After that you'll just have to wait until they respond.  You may wish to contact only the State, first.  See  what they do or how they respond.  Then, if you're still not satisfied, you can proceed with contacting the Federal Boards and Associations with your complaint.  Either way, you'll receive at minimum some type of an investigation and written response.

I don't recommend bringing in the media.  They tend to muck -up the problem and use their own version of the truth to slant it towards how they or their readers/viewer see it.  Besides, they can create more problems that they're worth.  The very last thing you want is to have them, the media, catch you off guard, making a statement that can be taken out of context and makes you seem foolish.  Or worse yet, causes you a legal battle down the road.  There is a very fine line between complaint and slander, so keep to the facts and mind that your temper stays in check.

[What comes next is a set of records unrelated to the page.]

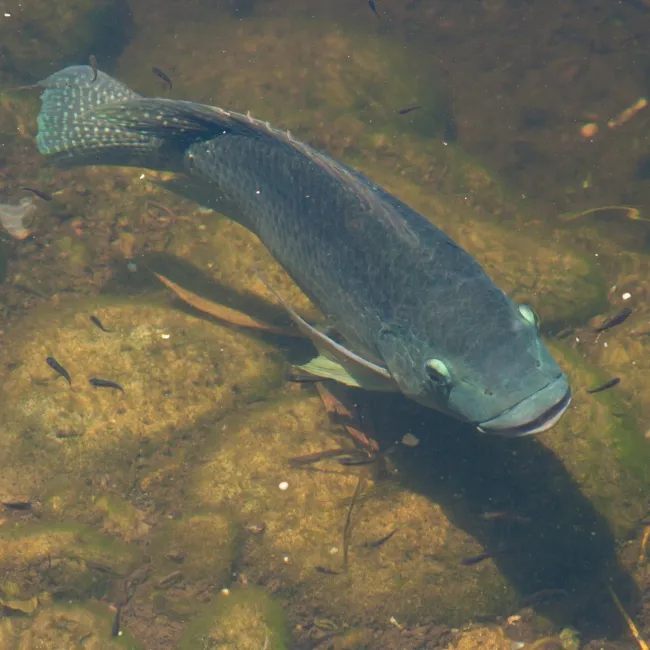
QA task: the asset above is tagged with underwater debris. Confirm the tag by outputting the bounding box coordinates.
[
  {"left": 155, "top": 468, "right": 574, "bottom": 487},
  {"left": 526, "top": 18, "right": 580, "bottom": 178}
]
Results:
[
  {"left": 608, "top": 586, "right": 648, "bottom": 650},
  {"left": 608, "top": 97, "right": 648, "bottom": 129},
  {"left": 580, "top": 122, "right": 598, "bottom": 138},
  {"left": 0, "top": 197, "right": 37, "bottom": 239},
  {"left": 154, "top": 272, "right": 298, "bottom": 337},
  {"left": 560, "top": 205, "right": 646, "bottom": 223}
]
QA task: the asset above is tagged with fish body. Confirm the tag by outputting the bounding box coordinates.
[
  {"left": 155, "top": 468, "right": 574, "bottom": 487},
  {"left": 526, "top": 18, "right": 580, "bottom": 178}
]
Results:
[
  {"left": 151, "top": 66, "right": 172, "bottom": 90},
  {"left": 593, "top": 307, "right": 632, "bottom": 333},
  {"left": 89, "top": 377, "right": 125, "bottom": 393},
  {"left": 33, "top": 66, "right": 571, "bottom": 435},
  {"left": 90, "top": 314, "right": 111, "bottom": 332},
  {"left": 46, "top": 356, "right": 71, "bottom": 386}
]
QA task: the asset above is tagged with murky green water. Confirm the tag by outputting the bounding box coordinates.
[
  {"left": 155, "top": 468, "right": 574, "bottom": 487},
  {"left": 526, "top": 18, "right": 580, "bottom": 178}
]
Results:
[{"left": 1, "top": 0, "right": 650, "bottom": 648}]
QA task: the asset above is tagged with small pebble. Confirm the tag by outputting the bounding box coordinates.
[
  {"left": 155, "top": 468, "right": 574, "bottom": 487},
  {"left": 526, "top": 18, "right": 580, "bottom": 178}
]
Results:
[
  {"left": 401, "top": 432, "right": 420, "bottom": 447},
  {"left": 580, "top": 122, "right": 598, "bottom": 138}
]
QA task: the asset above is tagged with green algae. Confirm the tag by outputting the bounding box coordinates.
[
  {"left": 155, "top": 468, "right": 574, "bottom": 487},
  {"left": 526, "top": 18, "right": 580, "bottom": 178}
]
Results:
[
  {"left": 543, "top": 341, "right": 650, "bottom": 538},
  {"left": 177, "top": 586, "right": 289, "bottom": 650}
]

Try to accept that the inevitable may be less than what you deserve.  But this is how life works.  It isn't always fair, and truthfully, there are very few reasons to keep someone from pursuing their chosen career.  So, accept that the final decision of the State or Feds may be less than desired, and realize while they may only placate you, the person you've lodged the complaint against is probably going to be on the receiving end of some fairly stern warnings and reprimands, that you won't ever hear about!

The truth is, mostly what goes around, comes around.  I know it seems trite, but it also happens to be very true.  People generally pay for their arrogance and disrespect in spades.  It may be that you'll have to accept that they'll get theirs, what's coming and due for them, in the end, and accept that on faith.  And, besides, who knows, may be you've hastened that end a little bit yourself!